Database.one Blog - In this episode: some cool ways to ensure the correctnes of an embedded date-in-sequence.

Embedding a date into a Serial

part 2: updating the sequence correctly

This article uses PostgreSQL as the primary database. It is probably possible to use the same technique in other database systems too.

Update: it came to my attention that the universally used 'now()' statements may or may not return the actual current time at the instant the function is called. To avoid any confusion I therefore changed all uses of 'now()' into 'CURRENT_DATE', which is guaranteed to return the start time of the current transaction.

After the decision has been made to employ the trick of embedding a date into a sequence (or bigserial, which is more or less the same) as explained here, some thought must go into ensuring the correct values will be coming out of this sequence.
Note: as these methods work with direct access to the sequence, the more modern bigint GENERATED ALWAYS AS IDENTITY need a bespoke trick that i address in part 3.

Let me get something out of the way first:
Q: why not simply update the sequence from a cron job at midnight?
A: this can not be accurate. If there is an insert done just after 00:00 and the cronjob has not run yet, then this row will have the wrong date in its sequence, and may even land in an incorrect partition. That is just sloppy and not acceptable.

Lets first set up a test-bed for the (speed-)testing of the different methods.
I created a PostgreSQL Docker container using https://hub.docker.com/_/postgres and spun it up using
docker run --name postgrescontainer -p 5432:5432 -e POSTGRES_PASSWORD=*************** -d postgres
This runs on my late 2014 Macbook (2.2 GHz Core i7), so not the fastest hardware, nor an exact replication of a professional hosting environment, but that is quite irrelevant when comparing differences, as you will see soon enough.

Setting up some prerequisites:

CREATE EXTENSION IF NOT EXISTS pgcrypto;
CREATE OR REPLACE FUNCTION sha1(text) returns text as $$
    SELECT encode(digest($1, 'sha1'), 'hex')
$$ LANGUAGE SQL STRICT IMMUTABLE;

This creates an easy to use sha1 function, that helps nicely when generating complex kind-of random data.

Baseline

Lets first define the baselines. We create a simple table and a more complex table (with more columns and more indexes) and in both insert one million rows of random data.

This is the part that must be re-run every test. To save space I will not copy-paste it in every code example below, but dont forget to re-run this when doing the tests yourself.

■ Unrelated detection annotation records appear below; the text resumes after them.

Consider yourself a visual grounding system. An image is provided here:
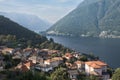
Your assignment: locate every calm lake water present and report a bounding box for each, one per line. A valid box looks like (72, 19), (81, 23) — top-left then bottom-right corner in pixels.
(47, 36), (120, 68)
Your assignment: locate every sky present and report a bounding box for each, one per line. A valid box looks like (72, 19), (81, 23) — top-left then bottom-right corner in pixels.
(0, 0), (83, 23)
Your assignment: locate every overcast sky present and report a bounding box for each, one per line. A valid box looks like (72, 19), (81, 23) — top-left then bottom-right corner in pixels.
(0, 0), (82, 23)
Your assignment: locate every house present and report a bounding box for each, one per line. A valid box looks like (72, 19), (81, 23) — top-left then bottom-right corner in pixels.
(2, 48), (14, 54)
(44, 57), (63, 67)
(73, 53), (80, 58)
(68, 70), (79, 80)
(74, 61), (84, 69)
(35, 64), (53, 72)
(63, 53), (73, 60)
(0, 55), (4, 71)
(16, 61), (35, 72)
(28, 56), (37, 64)
(85, 60), (110, 80)
(65, 62), (77, 70)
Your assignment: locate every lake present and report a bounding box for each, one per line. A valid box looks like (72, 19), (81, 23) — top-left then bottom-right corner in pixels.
(47, 36), (120, 68)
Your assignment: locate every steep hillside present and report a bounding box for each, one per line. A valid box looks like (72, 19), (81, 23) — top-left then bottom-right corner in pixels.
(47, 0), (120, 37)
(0, 12), (51, 32)
(0, 16), (46, 39)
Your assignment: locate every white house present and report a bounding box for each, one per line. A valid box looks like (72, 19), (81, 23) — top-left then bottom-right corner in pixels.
(35, 64), (53, 72)
(68, 70), (79, 80)
(85, 61), (109, 80)
(44, 57), (63, 67)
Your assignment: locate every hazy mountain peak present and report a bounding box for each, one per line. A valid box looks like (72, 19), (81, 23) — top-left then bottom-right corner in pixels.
(47, 0), (120, 37)
(0, 12), (51, 32)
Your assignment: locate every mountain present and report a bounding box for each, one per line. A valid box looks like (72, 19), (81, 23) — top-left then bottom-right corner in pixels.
(0, 16), (71, 53)
(0, 16), (45, 40)
(0, 12), (51, 32)
(47, 0), (120, 37)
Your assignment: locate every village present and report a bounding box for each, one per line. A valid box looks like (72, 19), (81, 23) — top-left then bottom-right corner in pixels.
(0, 46), (110, 80)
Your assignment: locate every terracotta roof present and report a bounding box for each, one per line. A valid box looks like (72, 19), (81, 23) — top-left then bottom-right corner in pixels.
(75, 61), (83, 64)
(45, 57), (63, 62)
(65, 53), (73, 58)
(21, 60), (35, 71)
(85, 61), (107, 69)
(3, 48), (13, 51)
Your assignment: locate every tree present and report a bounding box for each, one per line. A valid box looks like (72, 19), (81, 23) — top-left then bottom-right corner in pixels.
(112, 68), (120, 80)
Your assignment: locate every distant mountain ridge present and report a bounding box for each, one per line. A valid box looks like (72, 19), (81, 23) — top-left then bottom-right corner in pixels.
(0, 12), (51, 32)
(47, 0), (120, 38)
(0, 16), (47, 40)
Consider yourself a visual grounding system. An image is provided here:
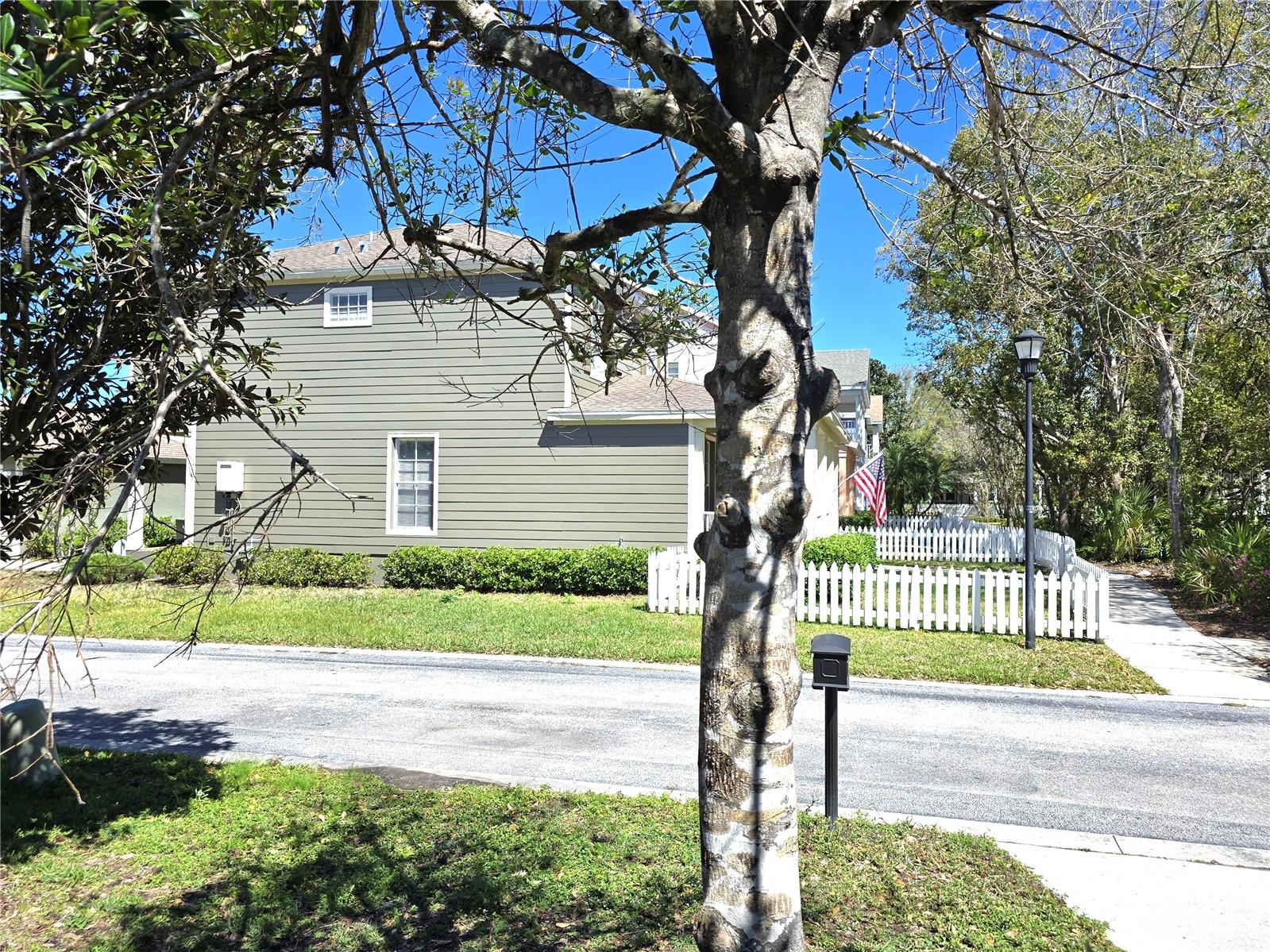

DROP TABLE if exists test;
CREATE TABLE test
( id bigserial primary key,
  something text,
  tstamp timestamp default now() );

DROP TABLE if exists testw;
CREATE TABLE testw
( id bigserial primary key,
  something text,
  somenumber int,
  somethingelse text,
  tstamp timestamp default now() );
CREATE INDEX ON testw (something, somenumber);
CREATE INDEX ON testw (somenumber, somethingelse);
CREATE INDEX ON testw (somethingelse, tstamp);
CREATE INDEX ON testw (tstamp, id);

Perform the baseline test:


INSERT INTO test(something, tstamp)
  SELECT concat('nummer ', i::text), '2000-01-01'::timestamp + interval '2' day * (i::int)
  FROM generate_series(1,1000000) as t(i);

-- 1,000,000 rows affected in 5 s 454 ms

INSERT INTO testw (something, somenumber, somethingelse, tstamp)
  SELECT concat('nummer ', i::text), i::int, sha1(i::text),
         '2000-01-01'::timestamp + interval '2' day * (i::int)
  FROM generate_series(1,1000000) as t(i);

-- 1,000,000 rows affected in 31 s 468 ms

Results	Simple table	More complex table
Baseline	5 s 454 ms	31 s 468 ms

Method one: always update the sequence

In this bruteforce method we simply update the sequence to have the current date embedded, whether it is needed or not.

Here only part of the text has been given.